Blue Eyed Jane Elliott Essay
Students will recognise that when one aspect of our identity is privileged above others by members of society, it can affect how we see ourselves, how we see others, and the choices we ultimately make.
In the last lesson, students examined the range of responses that individuals and groups can have when they encounter difference, and they looked in their own communities for examples and echoes of behaviours described in a poem by James Berry.
Members of the privileged group were told they were smarter, quicker, better behaved, and more respectful than their peers in the other group, and they received benefits such as longer break-time, access to the playground equipment, and second helpings at lunch.
They were also instructed not to interact with classmates in the other group, who had to wear coloured collars to help distinguish them from a distance.
She stated “I watched what had been marvelous, cooperative, wonderful, thoughtful children turn into nasty, vicious, discriminating little third-graders in a space of fifteen minutes” (A Class, 2003). The daring racism experiment that people still talk about 20 years later.
At this point she had realized that she had “created a microcosm of society in a third-grade classroom.” Elliott continued to perform this exercise every year in her classroom (A Class, 2003). Retrieved from: org/wgbh/pages/frontline/shows/divided Capretto, L. This entry was posted on Sunday, October 11th, 2015 at pm and is filed under Uncategorized.

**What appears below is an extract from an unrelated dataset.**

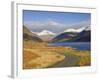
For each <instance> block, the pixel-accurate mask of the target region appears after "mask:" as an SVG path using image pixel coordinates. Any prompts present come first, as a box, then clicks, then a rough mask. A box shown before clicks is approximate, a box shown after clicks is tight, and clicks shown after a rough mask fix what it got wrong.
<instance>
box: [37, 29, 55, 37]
mask: <svg viewBox="0 0 100 80" xmlns="http://www.w3.org/2000/svg"><path fill="white" fill-rule="evenodd" d="M37 35H39V36H43V35H55V33H53V32H51V31H48V30H43V31H41V32H40V33H37Z"/></svg>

Martin Luther King Jr.’s assassination, an Iowan schoolteacher conducted a lesson on discrimination she called the "Blue eyes–Brown eyes" exercise.
Jane Elliott kept her third-graders separated in blue-eyed and brown-eyed groups for the rest of the day.
The film sheds light on the relationship between identity, group membership, privilege, prejudice, and discrimination. Feeling that her students were not fully grasping what she was trying to teach them about racism, prejudice, and discrimination, Elliot designed a two-day blue eye/brown eye experiment in which she privileged students with one eye colour over the other, the blue-eyed students on the first day and the brown-eyed students on the second.
Her former students stated later on that once you find out what it feels like to be hurt in that discriminatory way you don’t want to hurt others in that way ever again (A Class, 2003). You can follow any comments to this entry through the RSS 2.0 feed.
A little more than twenty years ago, “The Oprah Winfrey Show” decided to use Jane Elliott’s model to conduct a racial prejudice experiment with their audience, because at that point in time racial tensions were high due to the acquittal of the police officers that had been tried in the beating of Rodney King (Capretto, 2015). You can leave a comment, or trackback from your own site.
After, she divided the children into the two groups she told them that the blue-eyed children were smarter, nicer, cleaner and just plain better than those that had brown eyes.
She allowed the blue-eyed children to have special privileges, and made the brown-eyed children wear a collar, and she criticized everything that they did (A Class, 2003).